Originally Posted by
cultrshk
No offense, but we are each individuals, with individual tolerances-across a lot of areas of life, psychological, physical, and most likely nutritional. The "science" of medicine is based largely on case studies. The most "shaky" and least generalizable of all the research-based studies. Why? because medicine and society used to understand we are heterogeneous creatures. The food that might be right for my body is not as helpful to yours.
Fasting is a time honored tradition for many cultures-and they survived for thousands of years. Americans, at least, (and maybe some people in EU countries-I have no idea) are not comfortable with being uncomfortable, as a general rule. Our knee jerk response is "oh no! that will be so unhealthy"
I think a thoughtful individual would take it "a day at a time". Pay attention to what your body is telling you. If you are so weak and tired or you feel like you can't take another step-you need to stop. I would interpret it as your body saying "we're not wired for this and it isn't helpful". The positive stories of juicing should be weighed equally with the negative. It may work for you. It may not.

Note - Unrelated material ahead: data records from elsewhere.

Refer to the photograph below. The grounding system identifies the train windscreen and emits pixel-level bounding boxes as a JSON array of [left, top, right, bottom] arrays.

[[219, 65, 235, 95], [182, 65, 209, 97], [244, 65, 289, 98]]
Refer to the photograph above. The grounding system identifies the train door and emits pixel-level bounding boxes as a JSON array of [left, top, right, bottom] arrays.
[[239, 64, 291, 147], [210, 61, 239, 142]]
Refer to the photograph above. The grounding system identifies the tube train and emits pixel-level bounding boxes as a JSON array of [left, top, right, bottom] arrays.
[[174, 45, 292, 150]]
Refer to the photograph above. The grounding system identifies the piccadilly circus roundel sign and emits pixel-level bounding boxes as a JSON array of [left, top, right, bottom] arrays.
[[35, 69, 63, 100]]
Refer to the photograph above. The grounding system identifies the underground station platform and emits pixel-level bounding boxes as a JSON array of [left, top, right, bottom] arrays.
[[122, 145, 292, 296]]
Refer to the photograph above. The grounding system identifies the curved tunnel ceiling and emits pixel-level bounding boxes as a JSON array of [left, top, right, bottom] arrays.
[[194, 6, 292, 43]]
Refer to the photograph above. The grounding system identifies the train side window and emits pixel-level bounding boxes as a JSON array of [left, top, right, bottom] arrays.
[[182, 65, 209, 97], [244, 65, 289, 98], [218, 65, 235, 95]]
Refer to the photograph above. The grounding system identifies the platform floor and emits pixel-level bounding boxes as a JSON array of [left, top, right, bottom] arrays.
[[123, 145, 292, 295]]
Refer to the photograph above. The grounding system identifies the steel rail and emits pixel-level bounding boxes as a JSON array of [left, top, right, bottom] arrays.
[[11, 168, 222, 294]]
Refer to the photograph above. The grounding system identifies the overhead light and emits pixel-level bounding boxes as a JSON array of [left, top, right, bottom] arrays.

Just a note: Western medicine is very concerned with the "why". If something works, we want to study it and know why. If we can't find the "why" we ask a heterogenous sample of people to do it-and if, on average, this large group of many different people, do not show an effect-we chalk it up all previous successes to the placebo effect. God forbid, a few people actually show negative effects-well then the whole thing is absolutely null. In this regard, we are being very simplistic as a scientific society. We are engaging in "all or nothing" thinking in our sample selection.
This is just a thought. Remember you may "commit" to a 30 or 60 day fast, but be careful not to "make" yourself engage in it if your body is saying "uh. no" for a prolonged period. If it doesn't work, don't force it.
The preceding was my humble opinion. I am not an MD, just a PhD.